The growth in China is even more amazing, as Tesla ramped up production at its Shanghai factory. In 2020, a total of 500,000 Tesla EVs were sold, a 36% increase from 2019. Thanks to a price cut, 24,000 Model 3 cars were sold in last December alone. The Model 3, priced at RMB 250,000, was Tesla’s bestseller in China last year.

Complaints were also low in 2020, with only 49 complaints lodged against Model 3. But in the first quarter of 2021, complaints against Tesla surged to the first place in the Chinese EV market, with a total of 48 complaints lodged against Tesla’s Model 3 and Model Y.

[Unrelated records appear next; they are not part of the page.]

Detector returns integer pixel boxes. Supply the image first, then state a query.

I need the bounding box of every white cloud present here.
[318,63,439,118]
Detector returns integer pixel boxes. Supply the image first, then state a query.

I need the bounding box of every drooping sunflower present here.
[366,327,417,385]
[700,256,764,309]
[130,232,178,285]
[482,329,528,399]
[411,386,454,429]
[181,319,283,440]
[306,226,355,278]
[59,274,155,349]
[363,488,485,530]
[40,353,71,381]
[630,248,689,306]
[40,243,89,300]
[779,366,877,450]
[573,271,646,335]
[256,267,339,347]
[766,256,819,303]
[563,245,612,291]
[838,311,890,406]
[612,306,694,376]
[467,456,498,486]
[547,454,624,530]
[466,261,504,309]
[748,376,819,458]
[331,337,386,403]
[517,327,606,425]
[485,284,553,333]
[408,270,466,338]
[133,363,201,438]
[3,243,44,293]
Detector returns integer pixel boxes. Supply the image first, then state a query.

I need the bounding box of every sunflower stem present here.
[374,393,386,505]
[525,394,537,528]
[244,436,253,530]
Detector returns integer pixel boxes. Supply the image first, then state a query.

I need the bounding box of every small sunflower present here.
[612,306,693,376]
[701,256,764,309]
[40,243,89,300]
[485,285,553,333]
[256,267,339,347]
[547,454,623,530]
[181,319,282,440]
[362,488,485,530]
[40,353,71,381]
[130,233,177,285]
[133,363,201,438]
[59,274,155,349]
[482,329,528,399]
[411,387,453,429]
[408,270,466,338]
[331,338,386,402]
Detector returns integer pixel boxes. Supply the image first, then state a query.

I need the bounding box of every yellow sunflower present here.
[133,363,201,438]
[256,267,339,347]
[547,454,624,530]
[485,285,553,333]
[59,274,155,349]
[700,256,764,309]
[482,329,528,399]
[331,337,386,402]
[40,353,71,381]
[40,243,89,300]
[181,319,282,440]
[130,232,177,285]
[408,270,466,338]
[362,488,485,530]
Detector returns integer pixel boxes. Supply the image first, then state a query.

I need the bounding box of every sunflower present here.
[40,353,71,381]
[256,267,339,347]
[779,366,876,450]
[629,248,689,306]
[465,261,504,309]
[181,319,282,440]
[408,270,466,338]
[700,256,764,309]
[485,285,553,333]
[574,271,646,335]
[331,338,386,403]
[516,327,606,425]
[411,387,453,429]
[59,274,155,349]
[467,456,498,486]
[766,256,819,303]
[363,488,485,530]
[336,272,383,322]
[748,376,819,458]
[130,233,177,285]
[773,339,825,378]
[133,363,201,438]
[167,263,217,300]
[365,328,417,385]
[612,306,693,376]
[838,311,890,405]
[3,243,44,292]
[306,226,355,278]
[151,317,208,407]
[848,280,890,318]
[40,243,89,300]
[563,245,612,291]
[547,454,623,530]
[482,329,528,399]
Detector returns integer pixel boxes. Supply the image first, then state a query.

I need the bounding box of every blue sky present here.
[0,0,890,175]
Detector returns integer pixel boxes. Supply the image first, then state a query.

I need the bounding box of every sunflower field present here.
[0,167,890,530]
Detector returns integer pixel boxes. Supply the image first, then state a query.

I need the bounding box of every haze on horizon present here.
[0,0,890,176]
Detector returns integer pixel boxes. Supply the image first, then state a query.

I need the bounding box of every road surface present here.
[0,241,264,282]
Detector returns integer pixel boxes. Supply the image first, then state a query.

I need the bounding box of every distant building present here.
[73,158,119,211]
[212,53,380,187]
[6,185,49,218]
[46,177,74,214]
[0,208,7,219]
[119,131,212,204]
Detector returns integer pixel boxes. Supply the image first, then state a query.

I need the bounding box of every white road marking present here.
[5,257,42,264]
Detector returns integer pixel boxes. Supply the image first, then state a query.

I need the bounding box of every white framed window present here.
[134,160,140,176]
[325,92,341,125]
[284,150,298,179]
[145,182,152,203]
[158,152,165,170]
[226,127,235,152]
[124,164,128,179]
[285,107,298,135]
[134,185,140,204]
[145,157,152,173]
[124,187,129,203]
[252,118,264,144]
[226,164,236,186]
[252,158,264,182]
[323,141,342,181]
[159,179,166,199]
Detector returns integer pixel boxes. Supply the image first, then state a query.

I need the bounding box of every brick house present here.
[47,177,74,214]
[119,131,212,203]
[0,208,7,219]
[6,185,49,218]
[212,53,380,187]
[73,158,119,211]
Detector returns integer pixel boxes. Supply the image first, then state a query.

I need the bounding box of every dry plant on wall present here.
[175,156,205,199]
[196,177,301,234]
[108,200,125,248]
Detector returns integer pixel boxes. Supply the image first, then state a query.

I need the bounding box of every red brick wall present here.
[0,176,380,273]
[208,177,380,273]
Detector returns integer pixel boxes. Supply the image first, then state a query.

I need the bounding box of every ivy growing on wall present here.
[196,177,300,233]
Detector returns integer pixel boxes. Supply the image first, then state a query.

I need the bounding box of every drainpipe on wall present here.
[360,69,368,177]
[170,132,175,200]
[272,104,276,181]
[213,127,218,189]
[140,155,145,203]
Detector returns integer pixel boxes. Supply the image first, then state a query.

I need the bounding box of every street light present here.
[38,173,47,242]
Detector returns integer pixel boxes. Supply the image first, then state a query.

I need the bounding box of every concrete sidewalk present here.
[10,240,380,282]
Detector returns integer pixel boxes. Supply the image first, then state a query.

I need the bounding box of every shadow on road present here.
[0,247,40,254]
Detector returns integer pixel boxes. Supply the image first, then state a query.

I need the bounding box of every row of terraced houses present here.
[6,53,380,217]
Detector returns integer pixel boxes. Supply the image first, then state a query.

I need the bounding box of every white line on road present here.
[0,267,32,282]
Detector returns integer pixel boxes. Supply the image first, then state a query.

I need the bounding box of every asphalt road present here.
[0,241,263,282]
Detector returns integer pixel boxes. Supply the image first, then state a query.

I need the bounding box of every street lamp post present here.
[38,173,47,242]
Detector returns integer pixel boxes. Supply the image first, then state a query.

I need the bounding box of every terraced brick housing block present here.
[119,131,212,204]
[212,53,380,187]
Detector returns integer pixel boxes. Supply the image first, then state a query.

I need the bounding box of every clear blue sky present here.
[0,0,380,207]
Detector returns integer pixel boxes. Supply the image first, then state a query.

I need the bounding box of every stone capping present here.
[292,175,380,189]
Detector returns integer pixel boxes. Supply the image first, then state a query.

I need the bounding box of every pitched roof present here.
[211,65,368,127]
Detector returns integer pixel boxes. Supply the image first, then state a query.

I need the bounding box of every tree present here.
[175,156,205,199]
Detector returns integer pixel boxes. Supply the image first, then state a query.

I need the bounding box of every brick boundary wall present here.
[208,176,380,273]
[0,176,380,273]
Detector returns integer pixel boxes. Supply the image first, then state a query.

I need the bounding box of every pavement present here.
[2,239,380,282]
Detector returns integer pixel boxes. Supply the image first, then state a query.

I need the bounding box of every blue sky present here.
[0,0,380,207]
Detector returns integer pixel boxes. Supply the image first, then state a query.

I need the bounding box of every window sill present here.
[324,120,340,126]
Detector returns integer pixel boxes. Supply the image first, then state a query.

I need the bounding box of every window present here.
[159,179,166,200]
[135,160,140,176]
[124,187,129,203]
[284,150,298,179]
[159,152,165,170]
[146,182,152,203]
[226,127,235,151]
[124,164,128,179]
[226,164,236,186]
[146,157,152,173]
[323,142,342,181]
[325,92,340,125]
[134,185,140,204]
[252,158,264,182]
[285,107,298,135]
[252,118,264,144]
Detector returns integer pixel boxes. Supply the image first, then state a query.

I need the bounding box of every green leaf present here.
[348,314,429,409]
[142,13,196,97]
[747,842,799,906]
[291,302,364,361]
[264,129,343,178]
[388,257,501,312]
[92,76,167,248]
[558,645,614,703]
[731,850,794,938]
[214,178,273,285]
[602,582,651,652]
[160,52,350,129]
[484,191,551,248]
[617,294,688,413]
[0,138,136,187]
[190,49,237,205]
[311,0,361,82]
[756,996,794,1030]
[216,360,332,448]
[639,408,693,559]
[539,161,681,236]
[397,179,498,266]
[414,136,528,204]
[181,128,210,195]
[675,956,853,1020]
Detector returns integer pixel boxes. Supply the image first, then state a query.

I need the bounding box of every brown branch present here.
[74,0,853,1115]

There were dozens of reported incidents involving Tesla cars such as malfunctioning brakes and batteries catching fire while driving. Earlier this year, a number of Chinese government departments called in representatives of Tesla’s local subsidies over the rise in quality and service complaints.

Today, Tesla is facing the challenge of maintaining quality and reputation of its cars and services, while embracing the robust China market. Instead of treating complainers as troublemakers, it’s time for Tesla to adjust its way of communicating with Chinese consumers.